Dans ce cadre, le commissaire doit également vérifier en particulier (i) l’adéquation du prix d’achat à l’intérêt des créanciers et des autres personnes concernées et leur accord avec la procédure, (ii) si l’opération de Pre-Pack est dans l’intérêt de tous les créanciers (notamment par rapport à une éventuelle faillite) et (iii) si l’Acquéreur dispose des liquidités nécessaires pour financer l’acquisition des actifs de l’entreprise en situation de sursis.
3.3 L’approbation des créanciers
La question de la consultation des créanciers n’est pas expressément réglementée par la loi au stade de la phase du sursis concordataire provisoire. C’est pourquoi il n’existe pas à notre sens d’obligation légale pour le juge de consulter les créanciers ou d’accorder aux tiers le droit d’être entendus avant l’approbation du Pre-Pack, puisque ceux-ci ont pu se prononcer lors de l’élaboration du Pre-Pack avant le dépôt de la requête de sursis concordataire provisoire. La mesure dans laquelle les créanciers ou les tiers sont impliqués dans la procédure doit être laissée à l’appréciation du tribunal et du commissaire.
3.4 Les valorisations à prendre en compte dans le cadre de la préparation du Pre-Pack sont des valorisation de continuation
L’objectif est de négocier avec les créanciers sur des valorisation avant sursis à des valorisations de continuation, compte tenu du fait que l’octroi d’un sursis, même provisoire a pour immédiat effet de faire drastiquement chuter la valeur des actifs de l’entreprise au valeur de liquidation.

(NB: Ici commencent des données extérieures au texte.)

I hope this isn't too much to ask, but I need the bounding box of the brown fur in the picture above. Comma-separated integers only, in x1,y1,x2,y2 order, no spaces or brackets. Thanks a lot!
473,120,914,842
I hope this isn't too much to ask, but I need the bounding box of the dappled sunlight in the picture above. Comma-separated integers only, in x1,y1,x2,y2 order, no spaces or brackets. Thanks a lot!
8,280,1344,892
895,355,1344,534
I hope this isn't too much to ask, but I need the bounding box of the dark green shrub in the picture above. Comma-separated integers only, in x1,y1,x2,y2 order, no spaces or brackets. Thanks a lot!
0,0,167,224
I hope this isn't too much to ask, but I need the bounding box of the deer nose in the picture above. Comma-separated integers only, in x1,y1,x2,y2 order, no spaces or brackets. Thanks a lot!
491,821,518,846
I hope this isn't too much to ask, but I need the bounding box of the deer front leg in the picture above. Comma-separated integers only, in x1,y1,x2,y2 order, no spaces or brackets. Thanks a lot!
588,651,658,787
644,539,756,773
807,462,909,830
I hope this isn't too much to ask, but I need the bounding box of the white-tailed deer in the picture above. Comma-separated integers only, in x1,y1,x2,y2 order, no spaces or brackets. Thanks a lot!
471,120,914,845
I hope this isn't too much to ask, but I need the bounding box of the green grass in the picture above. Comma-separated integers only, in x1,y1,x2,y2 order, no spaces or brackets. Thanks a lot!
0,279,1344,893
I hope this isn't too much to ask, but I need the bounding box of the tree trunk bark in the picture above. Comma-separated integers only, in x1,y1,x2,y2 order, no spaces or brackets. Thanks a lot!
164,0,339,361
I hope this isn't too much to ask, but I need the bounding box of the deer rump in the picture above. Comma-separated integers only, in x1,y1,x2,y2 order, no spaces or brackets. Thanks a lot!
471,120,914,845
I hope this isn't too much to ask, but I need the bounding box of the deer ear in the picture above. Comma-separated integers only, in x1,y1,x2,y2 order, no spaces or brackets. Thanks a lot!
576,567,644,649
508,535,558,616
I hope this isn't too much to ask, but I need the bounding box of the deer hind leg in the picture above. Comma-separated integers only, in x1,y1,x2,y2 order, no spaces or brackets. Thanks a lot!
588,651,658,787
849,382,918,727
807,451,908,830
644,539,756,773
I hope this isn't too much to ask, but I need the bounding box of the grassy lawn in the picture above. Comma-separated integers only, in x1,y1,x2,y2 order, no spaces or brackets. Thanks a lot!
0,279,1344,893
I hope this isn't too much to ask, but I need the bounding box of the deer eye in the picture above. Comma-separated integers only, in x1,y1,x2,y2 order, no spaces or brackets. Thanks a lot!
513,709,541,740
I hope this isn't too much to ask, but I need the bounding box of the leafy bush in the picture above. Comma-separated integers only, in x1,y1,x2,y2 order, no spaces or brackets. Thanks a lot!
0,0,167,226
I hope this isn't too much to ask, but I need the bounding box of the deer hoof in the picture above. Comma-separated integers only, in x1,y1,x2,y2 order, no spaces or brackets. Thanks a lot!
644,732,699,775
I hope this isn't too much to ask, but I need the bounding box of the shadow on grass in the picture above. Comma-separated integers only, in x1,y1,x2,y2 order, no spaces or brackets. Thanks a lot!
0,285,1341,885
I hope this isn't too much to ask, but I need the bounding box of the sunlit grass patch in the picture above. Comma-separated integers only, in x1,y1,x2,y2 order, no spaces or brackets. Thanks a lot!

3.5 La phase suivant l’approbation du Pre-Pack par le juge
Le juge du concordat valide le Pre-Pack au stade du sursis concordataire provisoire. Il considère alors soit que le Pre-Pack constitue un assainissement permettant d’annuler le sursis selon l’article 296a LP, soit qu’un sursis concordataire définitif par abandon d’actif doit être prononcé en ce qui concerne la société demeurant après le transfert de ses actifs selon le plan du Pre-Pack. La validation du Pre-Pack par le juge du concordat permet le transfert de l’entreprise en vertu du droit civil hors exécution forcée. Une révocation (action paulienne) de l’opération de Pre-Pack correspondante est clairement exclue en vertu de l’art. 285 al. 3 LP. Une fois que le tribunal successoral a donné son approbation, il n’est donc plus possible pour les créanciers de contester l’opération de Pre-Pack et, par exemple, de faire valoir que le prix d’achat était trop bas ou que le Pre-Pack n’était pas dans l’intérêt des créanciers.
3.6 Tous les acteurs de l’assainissement profitent de la solution de Pre-Pack
L’Acquéreur bénéficie de l’assainissement par Pre-Pack, car le transfert est rendu définitif par l’approbation du juge du concordat. C’est également un avantage pour la société ainsi assainie car sa reprise de l’entreprise ne peut être contestée ou annulée par ses créanciers. Les employés de la société y trouvent également leurs comptes car ils sont ainsi transférés chez l’Acquéreur tout en bénéficiant du régime de l’article 333 CO.
4 Conclusion
L’assainissement par voie de Pre-Pack est encore trop peu connu en Suisse romande. Les tribunaux de Suisse-alémanique ont cependant rendus d’intéressantes jurisprudences à ce sujet que nous décrirons dans une prochaine contribution. Cette procédure comporte de très nombreux avantages en permettant un assainissement rapide et une survie de l’entreprise. Elle est particulièrement indiquée si un repreneur est prêt à continuer la société et que cette reprise offre aux créanciers une situation plus favorable que celle d’un sursis concordataire ordinaire ou par une faillite.